I just set one of them up tonight as a matter of fact for my father in law.
It's now serving the following functions for his home:

* Firewall
* NAT
* DHCP Server
* DNS server
* transparent http proxy
* WINS server (he is mostly running various flavors of Windoze over there)
* Windoze file server (Samba)
* Banner ad stripper

I haven't quite figured out tranparent ftp proxying.  The OpenBSD FAQ is
wrong on how to do this.  Recent threads on misc at openbsd.org seem to suggest
it has been fixed in -current but I've never done that sort of upgrade
before, the docs aren't too clear on how to do it, and I'm not going to do
it for the first time on someone else's computer (especially not one that I
have to support!).

The web access hauls ass now.  Lots of latency has been stripped, due in
part to the nearby DNS server that isn't being overused like the one Road
Runner has provided.  Stripping the banner ads also helped a lot.  How many
times do you sit there waiting for a banner ad to download before the rest
of the page will finish rendering?  While actual throughput hasn't really
improved much, stripping the latency can make things more enjoyable for a
web surfer than a little more bandwidth will.
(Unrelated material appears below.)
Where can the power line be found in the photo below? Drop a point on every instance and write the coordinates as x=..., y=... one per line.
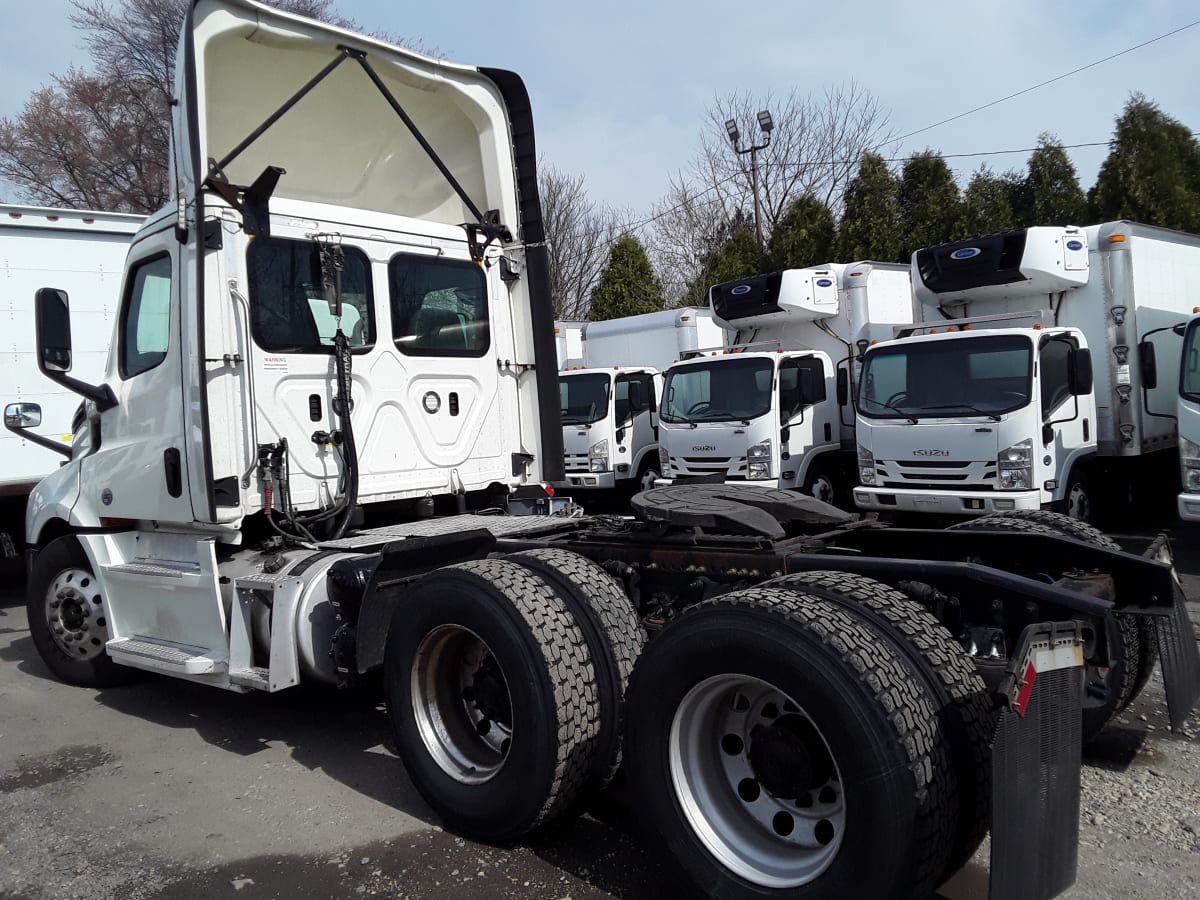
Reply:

Not bad for a Pentium 133 with 32MB RAM (up from 16MB, mostly to improve
Squid performance).

This has been configured as a stateful firewall so if you nmap it from
outside it is totally stealth.

I am so in love with OpenBSD.  I'm trying to find about a half a day of
consecutive free time to install in on my Sun Ultra 5, which I've dug up a
16.8GB drive for.  I hear it should run really well on this hardware.

Also have OpenBSD running now for one of my clients.  I am on a mission to
replace his NT servers, which is basically what he hired me to do.  WINS,
DNS, DHCP, and some other services are already done.  All of this is running
on a single Pentium II 233MHz box for over 100 users.  When I am done a
second host will be set up as a hot failover box for the first.  Once the NT
servers are replaced, I'll recycle the hardware they ran on to run XDMCP.
Apparently they have a store room of old Pentiums and Pentium II's, and even
an ALR four-way Pentium Pro box.  Those old machines are going to become
OpenBSD boxes with X, basically acting as X Terminals for the old Windows NT
servers (which will probably run Linux).

I know some folks here are too into the politics of NetBSD vs. OpenBSD and
can't open their eyes to see the new directions that OpenBSD is pushing in
on their own.  But if you've got an old POS that recent Linux distros won't
work on anymore, give OpenBSD a try.  I've confirmed version 3.0 (the latest
release) to install and run on a 486/66MHz with 12MB RAM and 220MB hard
disk.  Give yourself about one gig of hard disk and 32 or more megs of RAM
if you want to go all out with X Windows and such.